Wladimir Litwinenko: Der Punkt ist, dass viele Entwicklungsländer, die reich an Ressourcen sind, nicht über eigene Mittel zur Erschließung von Lagerstätten verfügen. Der IWF, die Weltbank und andere Finanzinstitutionen, die unter der Kontrolle des Westens stehen, nutzen diese Situation aus und ziehen sie in die Verschuldung. Gleichzeitig werden ihnen Konzessionsvereinbarungen mit multinationalen Unternehmen mit Hauptsitz in den Vereinigten Staaten, Großbritannien und einigen anderen postindustriellen Ländern auferlegt. Diese Unternehmen erhalten Exklusivrechte für die Prospektion, Exploration und den Abbau von Mineralien in Entwicklungsländern und geben im Gegenzug einen Bruchteil der Produktion oder relativ geringe Geldbeträge ab, die kaum zur Begleichung ihrer Schulden ausreichen. Unter diesen Bedingungen ist a priori keine sozioökonomische Entwicklung möglich. Vor allem dann, wenn die Zentralregierung nicht im Sinne der neoliberalen Propaganda regulierend in den Prozess der Nutzung des Untergrunds eingreift.

Nach Angaben des IWF ist die durchschnittliche Schuldenlast der Entwicklungsländer in diesem Jahr auf 65 % ihres BIP angestiegen. Außerdem wird prognostiziert, dass sie in 5 Jahren 78,5 % erreichen könnte. Dies sind katastrophale Zahlen, die die Kreditkosten in die Höhe treiben und die Inflation beschleunigen könnten; sie bedeuten, dass die meisten dieser Länder im Grunde die Möglichkeit verloren haben, ihre Schulden zurückzuzahlen.

Das alles haben wir in den neunziger Jahren erlebt. Die Armut der Bevölkerung, die Hyperinflation, die Nichtzahlung von Gehältern und Renten dauerte viele Monate an, bis Wladimir Putin zum Präsidenten Russlands gewählt wurde, der die Bedingungen für die Arbeit im Untergrund radikal änderte. Und leitete die Haupteinnahmen aus der Monetarisierung der natürlichen Ressourcen aus den Taschen skrupelloser Oligarchen in den Bundeshaushalt um.

Es liegt auf der Hand, dass heute die größten wirtschaftlichen Erfolge bei der Kapitalisierung ihrer Rohstoffbasis von denjenigen Staaten erzielt werden, die die Nutzung des Untergrunds unabhängig, ohne Beteiligung transnationaler Unternehmen und westlicher Kredite betreiben.
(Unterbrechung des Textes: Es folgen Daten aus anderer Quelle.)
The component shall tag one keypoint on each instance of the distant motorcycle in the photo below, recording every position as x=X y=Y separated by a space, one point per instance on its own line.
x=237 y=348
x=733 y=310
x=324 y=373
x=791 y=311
Dazu gehören beispielsweise Russland, aber auch Saudi-Arabien, Katar und die Vereinigten Arabischen Emirate. Doch die ärmsten afrikanischen Länder sowie eine Reihe asiatischer und lateinamerikanischer Länder folgen weiterhin den Spuren der neoliberalen Ideologie und treiben sich selbst in ein ewiges Schuldenloch.